Yajaira Hernandez holds a photo of her son, El Camino College student Juan Hernandez, 21, at the #SurvivorsSpeak rally in Sacramento on Tuesday, April 26. On Tuesday, May 3, Hernandez went to Clara Shortridge Foltz Courthouse for a hearing in the case of The People of Calif. vs. Sonita Heng. Heng, 22, has accepted a plea deal for her role in the murder of Hernandez’ son. (Kim McGill | The Union)

The trial of the accused in the killing of El Camino College student Juan Carlos Hernandez is expected to commence on Sept. 6.

In a pre-trial hearing in the case of the People of California vs. Ethan Kedar Astaphan on Tuesday, May 3, at Clara Shortridge Foltz Courthouse in downtown Los Angeles, Astaphan, 28, of San Gabriel, waived his rights to a speedy trial and agreed to return to court on July 6 for another pre-trial hearing.

Unless there are further postponements, the trial will start on or before September 6.

Judge Lynn Hobbs presided over the hearing in Department 117. Los Angeles County Assistant District Attorney Habib Balian appeared for the people, and Larson Hahm, a Los Angeles County deputy public defender, represented Astaphan.

On Sept. 22, 2020, 21-year-old El Camino College engineering student Juan Carlos Hernandez left from his home on Adams Blvd. in South Central Los Angeles. He was going to his job at the V.I.P. Collective marijuana dispensary at 8113 South Western Avenue. He never returned home.

In a preliminary hearing was held over three days from Monday, Feb. 28 to Wednesday, March 2, 2022 before Judge Michael E. Pastor in Department 41.

Witnesses testified during the hearing that Astpahan, who was Hernandez’ supervisor, along with the dispensary owner, Weijia Peng, killed Hernandez and dumped his body in a remote section of the Mojave Desert.

Peng fled to Turkey where he has been detained and is fighting extradition. Peng’s then girlfriend, 22-year-old Sonita Heng, is accused of being an accomplice. She is testifying against Astaphan as part of a plea deal.

At the preliminary hearing, Hernandez’ coworker, Daniel Romero, gave testimony regarding photos recovered from the dispensary’s surveillance camera.

Romero described the image as showing Astaphan on top of Hernandez, with his right arm wrapped around Hernandez’ neck.

In one of the photos, standing to the left of Astaphan and Hernandez is another man that Heng identified during the preliminary hearing as Peng.

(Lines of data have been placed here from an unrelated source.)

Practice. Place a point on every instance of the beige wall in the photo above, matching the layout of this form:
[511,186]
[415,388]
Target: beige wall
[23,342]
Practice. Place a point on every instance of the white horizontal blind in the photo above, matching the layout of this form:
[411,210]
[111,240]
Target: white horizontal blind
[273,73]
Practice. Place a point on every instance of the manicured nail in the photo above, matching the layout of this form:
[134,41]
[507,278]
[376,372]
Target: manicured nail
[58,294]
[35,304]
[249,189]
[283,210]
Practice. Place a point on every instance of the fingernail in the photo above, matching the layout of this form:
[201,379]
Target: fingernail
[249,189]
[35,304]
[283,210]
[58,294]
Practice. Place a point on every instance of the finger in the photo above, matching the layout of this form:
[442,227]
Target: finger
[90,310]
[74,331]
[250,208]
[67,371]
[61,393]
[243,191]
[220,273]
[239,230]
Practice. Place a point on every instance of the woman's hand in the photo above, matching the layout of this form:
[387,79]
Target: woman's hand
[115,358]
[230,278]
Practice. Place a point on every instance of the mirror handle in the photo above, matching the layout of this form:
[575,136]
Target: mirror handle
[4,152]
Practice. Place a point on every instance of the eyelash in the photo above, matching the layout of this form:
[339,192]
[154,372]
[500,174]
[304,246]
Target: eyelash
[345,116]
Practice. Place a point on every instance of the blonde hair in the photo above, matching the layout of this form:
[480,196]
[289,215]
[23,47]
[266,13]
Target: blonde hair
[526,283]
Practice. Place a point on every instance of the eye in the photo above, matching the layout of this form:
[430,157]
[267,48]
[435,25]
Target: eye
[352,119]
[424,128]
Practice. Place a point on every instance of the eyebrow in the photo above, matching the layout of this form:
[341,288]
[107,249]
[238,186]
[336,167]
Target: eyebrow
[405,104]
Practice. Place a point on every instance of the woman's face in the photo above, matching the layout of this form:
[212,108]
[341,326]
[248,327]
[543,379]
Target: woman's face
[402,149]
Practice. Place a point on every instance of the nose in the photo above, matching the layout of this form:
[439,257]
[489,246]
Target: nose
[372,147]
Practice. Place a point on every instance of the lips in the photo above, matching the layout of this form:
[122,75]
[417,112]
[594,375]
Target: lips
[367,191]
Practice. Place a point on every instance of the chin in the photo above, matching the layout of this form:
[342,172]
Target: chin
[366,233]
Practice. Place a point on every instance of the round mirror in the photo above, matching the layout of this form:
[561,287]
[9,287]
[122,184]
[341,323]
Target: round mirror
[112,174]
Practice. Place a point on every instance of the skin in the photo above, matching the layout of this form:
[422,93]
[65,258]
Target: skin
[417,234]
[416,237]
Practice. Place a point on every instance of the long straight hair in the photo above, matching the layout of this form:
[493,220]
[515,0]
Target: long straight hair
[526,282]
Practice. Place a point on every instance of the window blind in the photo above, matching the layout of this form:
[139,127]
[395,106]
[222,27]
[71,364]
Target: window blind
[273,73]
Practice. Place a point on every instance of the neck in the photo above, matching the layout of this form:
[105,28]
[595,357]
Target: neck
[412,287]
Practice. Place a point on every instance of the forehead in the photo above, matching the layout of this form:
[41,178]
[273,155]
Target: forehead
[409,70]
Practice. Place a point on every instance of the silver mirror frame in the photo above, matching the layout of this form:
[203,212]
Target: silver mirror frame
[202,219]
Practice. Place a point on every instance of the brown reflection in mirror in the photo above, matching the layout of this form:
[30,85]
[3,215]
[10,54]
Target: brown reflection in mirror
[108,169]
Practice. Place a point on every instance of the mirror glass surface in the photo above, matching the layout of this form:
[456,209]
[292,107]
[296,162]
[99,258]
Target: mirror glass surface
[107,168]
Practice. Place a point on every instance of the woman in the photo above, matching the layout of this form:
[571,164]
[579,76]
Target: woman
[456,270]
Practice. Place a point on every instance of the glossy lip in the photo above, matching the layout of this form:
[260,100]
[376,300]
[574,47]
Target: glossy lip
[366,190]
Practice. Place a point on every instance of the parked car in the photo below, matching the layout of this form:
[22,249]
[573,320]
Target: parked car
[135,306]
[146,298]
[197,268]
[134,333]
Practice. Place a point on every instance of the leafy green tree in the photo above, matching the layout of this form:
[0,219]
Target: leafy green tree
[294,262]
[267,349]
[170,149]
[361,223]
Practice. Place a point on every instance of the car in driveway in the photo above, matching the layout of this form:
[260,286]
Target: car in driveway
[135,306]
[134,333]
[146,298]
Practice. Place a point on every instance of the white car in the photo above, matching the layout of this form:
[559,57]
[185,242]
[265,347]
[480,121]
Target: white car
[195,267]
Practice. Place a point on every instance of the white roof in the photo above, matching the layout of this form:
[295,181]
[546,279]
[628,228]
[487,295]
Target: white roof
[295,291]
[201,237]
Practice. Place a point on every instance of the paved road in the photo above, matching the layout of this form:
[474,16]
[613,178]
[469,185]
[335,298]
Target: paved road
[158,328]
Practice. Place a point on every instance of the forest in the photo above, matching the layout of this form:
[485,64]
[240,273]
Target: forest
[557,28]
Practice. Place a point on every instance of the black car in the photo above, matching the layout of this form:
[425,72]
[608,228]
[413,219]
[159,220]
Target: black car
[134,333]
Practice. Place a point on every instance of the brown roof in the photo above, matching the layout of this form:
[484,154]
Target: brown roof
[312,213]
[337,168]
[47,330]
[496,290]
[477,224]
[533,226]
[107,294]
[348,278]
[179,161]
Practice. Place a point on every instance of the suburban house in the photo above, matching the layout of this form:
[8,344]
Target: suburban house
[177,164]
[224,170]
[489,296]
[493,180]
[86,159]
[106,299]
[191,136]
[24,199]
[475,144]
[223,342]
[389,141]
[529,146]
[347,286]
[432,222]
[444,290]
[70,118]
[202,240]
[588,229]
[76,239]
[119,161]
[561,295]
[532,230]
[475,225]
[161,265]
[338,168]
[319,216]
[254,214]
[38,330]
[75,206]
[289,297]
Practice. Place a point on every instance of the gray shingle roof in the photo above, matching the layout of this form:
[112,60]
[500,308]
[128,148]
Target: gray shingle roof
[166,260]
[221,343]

Heng also testified at the preliminary hearing that Astaphan and Peng dragged Hernandez’ body from the back of the dispensary into an SUV and injected him with Ketamine as she drove to a desolate section of the Mojave Desert near Akton, California. This location, Heng said, was where Astaphan and Peng left Hernandez’ body.

Jennifer Hammer, a Los Angeles County Police Department detective in the Robbery-Homicide Division, testified in the preliminary hearing that she recovered cell phone records from Astaphan’s phone which was taken at his arrest on Nov. 19, 2020.

Hernandez’ body was found on Nov. 15, 2020, using cell tower evidence to track the route taken to the Mojave desert.

Before the start of the May 3 hearing, Hernandez’ mother, Yajaira Hernandez, expressed her exhaustion and frustration with a long process that makes her healing difficult.

“I think there’s no such thing as justice… We kid ourselves and say we’re fighting for justice, but in reality, we’re just fighting for these individuals to obtain punishment,” Yajaira Hernandez said. “In my case, so my son’s death wouldn’t be in vain, I would force them to take classes to understand how to become better, so they can realize firsthand the damage they did to us… and understand the severity. It wasn’t just that you murdered our loved ones. You altered our future forever.”

Yajaira Hernandez also shared her perspective on crimes like this.

“I don’t think people understand that,” Yajaira Hernandez said. “They only think for themselves, because that’s what that moment was, that moment of rage where they are thinking of their needs, their wants, their desires and not thinking of how that action will impact not only that person, but their whole family and community.”


Editor’s Note: Added featured image on May 12, 2022, at 12:41 a.m.